Rightly or wrongly, people react strongly to some things that other people are not affected by.
Even when, objectively, they are not comparable, there is no way of controlling what issues will push buttons for people.
Over the last year, I have been so aware of who is saying /doing /posting /liking /sharing /commenting on particular issues. People who might shy away from “political” problems have felt comfortable speaking out against food safety restrictions caused by Brexit, or women’s reproductive rights being curtailed around the world, or the disappearance and murder of Sarah Everard or, more recently, the controversial and short-lived European Superleague.

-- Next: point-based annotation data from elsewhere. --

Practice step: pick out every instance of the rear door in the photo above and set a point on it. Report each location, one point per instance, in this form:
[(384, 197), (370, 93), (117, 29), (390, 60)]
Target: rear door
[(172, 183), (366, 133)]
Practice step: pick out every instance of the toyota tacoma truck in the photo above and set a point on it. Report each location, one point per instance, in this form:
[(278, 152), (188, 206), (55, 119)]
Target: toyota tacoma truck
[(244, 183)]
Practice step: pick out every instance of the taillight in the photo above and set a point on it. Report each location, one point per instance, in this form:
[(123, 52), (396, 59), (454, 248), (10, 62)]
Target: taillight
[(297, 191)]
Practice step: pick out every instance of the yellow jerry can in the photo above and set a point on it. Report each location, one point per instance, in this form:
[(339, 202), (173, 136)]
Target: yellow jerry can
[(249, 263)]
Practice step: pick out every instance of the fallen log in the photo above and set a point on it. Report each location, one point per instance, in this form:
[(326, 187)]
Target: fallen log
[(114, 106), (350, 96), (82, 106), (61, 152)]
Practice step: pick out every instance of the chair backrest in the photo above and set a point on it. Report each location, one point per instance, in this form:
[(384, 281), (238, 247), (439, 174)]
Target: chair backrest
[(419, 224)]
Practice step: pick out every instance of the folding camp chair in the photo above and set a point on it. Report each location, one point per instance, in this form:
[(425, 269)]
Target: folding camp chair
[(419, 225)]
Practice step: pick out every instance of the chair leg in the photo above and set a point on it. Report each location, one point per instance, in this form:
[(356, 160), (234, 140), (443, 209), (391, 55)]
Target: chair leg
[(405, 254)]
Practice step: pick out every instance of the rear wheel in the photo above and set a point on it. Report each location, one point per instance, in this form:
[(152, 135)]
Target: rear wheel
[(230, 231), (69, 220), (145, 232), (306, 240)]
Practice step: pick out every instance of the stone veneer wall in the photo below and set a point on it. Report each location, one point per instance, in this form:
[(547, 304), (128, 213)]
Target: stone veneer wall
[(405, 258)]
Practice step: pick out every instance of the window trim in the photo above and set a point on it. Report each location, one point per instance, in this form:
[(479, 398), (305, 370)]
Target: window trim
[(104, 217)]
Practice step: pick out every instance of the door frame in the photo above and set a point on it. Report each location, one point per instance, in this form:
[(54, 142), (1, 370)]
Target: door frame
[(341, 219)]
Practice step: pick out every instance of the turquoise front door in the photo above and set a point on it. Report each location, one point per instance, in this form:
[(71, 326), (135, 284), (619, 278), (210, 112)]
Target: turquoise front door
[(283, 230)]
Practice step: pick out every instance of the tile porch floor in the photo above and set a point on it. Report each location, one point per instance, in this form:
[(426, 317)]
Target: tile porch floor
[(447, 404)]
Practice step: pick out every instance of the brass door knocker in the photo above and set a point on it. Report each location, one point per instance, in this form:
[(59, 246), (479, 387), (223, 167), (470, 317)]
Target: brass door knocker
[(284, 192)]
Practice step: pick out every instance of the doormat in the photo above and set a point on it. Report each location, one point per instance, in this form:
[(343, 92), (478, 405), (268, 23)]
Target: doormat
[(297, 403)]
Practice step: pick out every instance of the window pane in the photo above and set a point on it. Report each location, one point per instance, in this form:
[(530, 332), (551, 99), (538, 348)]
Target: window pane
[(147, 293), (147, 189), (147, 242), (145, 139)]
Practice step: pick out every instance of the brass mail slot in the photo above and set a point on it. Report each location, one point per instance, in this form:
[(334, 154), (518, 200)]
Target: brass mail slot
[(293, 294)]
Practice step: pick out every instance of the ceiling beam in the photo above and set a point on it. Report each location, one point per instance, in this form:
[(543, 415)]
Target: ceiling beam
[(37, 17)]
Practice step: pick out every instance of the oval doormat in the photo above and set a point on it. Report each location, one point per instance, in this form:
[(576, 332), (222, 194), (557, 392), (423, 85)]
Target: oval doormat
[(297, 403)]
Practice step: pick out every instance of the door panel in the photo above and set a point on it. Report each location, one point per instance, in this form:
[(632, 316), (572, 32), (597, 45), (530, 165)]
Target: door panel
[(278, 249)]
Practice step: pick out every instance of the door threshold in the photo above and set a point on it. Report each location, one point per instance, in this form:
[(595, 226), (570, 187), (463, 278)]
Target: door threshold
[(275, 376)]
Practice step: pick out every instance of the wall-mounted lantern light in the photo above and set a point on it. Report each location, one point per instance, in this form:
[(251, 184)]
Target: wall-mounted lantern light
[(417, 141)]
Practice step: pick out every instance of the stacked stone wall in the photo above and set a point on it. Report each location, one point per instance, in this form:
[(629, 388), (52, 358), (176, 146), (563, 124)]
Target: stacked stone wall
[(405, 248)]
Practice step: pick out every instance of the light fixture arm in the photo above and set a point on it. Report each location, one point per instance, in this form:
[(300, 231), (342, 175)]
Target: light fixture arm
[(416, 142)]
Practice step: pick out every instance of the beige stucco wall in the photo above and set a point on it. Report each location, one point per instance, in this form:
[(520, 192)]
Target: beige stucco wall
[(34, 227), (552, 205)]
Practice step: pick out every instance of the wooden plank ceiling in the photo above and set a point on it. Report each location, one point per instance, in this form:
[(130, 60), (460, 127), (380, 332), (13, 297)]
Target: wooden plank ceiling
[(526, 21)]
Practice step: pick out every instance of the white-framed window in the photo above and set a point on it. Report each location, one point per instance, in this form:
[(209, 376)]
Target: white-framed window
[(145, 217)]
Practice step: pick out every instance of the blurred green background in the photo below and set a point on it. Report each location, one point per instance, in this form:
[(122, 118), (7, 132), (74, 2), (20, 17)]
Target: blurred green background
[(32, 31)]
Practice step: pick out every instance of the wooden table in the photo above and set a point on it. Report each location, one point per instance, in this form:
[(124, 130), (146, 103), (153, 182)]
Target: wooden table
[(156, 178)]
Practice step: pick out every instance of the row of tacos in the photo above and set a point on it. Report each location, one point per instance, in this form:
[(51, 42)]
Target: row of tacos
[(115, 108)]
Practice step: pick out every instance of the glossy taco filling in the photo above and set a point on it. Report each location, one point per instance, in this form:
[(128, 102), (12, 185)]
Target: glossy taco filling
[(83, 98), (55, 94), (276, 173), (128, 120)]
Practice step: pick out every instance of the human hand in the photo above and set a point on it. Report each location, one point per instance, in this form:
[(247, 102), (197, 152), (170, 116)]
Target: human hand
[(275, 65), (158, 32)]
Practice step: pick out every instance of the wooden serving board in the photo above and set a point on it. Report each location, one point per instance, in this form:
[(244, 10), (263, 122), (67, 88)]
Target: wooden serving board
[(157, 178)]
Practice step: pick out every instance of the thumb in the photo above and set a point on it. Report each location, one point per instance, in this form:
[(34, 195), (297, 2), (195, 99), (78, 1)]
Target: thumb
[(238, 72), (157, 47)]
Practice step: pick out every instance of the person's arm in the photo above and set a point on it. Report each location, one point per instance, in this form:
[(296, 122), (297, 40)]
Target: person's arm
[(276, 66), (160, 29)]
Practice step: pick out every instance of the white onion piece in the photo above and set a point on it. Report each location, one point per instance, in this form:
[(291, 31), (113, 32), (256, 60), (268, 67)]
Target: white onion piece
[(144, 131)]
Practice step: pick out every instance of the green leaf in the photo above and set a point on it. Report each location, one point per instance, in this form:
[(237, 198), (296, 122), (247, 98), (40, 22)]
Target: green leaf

It’s interesting, and disappointing, to see what truly prompts a reaction in people that is strong enough for them to finally take action and seek change. For them to protest and sign petitions.
But we cannot control what we react to – rightly or wrongly – if an issue doesn’t feel personal to us, then it will likely not feel important to us. Why would we take a stand against something that we don’t feel affected by?
It’s hard for me to accept that – it feels like a heartless approach for us to shrug our shoulders and claim racism/sexism/homophobia/transphobia etc., etc., is “not our problem”. But, much as I wish we could, we cannot force people to care about something they do not care about. Which means we cannot rely on people caring about issues for them to be fixed.
When people are forced to pretend they care, they pay lip service. When people actually care, they demand change. As Ben Lindsay, CEO of the award-winning charity Power the Fight, tackling youth violence in the UK, highlighted so well:
This is how change happens – by demanding it through any means necessary. Performative allyship is not the way forward. But it is what happens when people are forced to pretend they care about something they don’t truly understand. (The pointless black squares on Instagram last summer were a perfect example of this!)
Thankfully, we don’t need everyone to care in order to effect change. Caring is not enough. Caring is not effective. We need clear, tangible, structural change, to distribute power equally.
As Stokely Carmichael so eloquently put it, racism is not about people’s perspectives so much as it is about the power they have to act on their opinions:
Eliminating bigotry of all kinds is not necessary so much as it is to hold people accountable for their actions, and prevent them from forcing their hatred onto other people. (I dare to hope the guilty verdict returned recently in the Derek Chauvin trial, convicting him of the cruel and inhumane murder of George Floyd, is one step towards holding people in power to some form of accountability.)
So the path to progress will not be achieved through winning “hearts and minds” but through implementing fair, equitable, inclusive processes and policies.
Holding people accountable for their actions.
Having clear consequences for people’s behaviour.
The system needs to change to allow people to follow, rather than waiting for everyone to care enough about the problems other people are facing. Regardless of what we personally care about, everyone deserves the freedom to live to their lives freely, to achieve their full potential.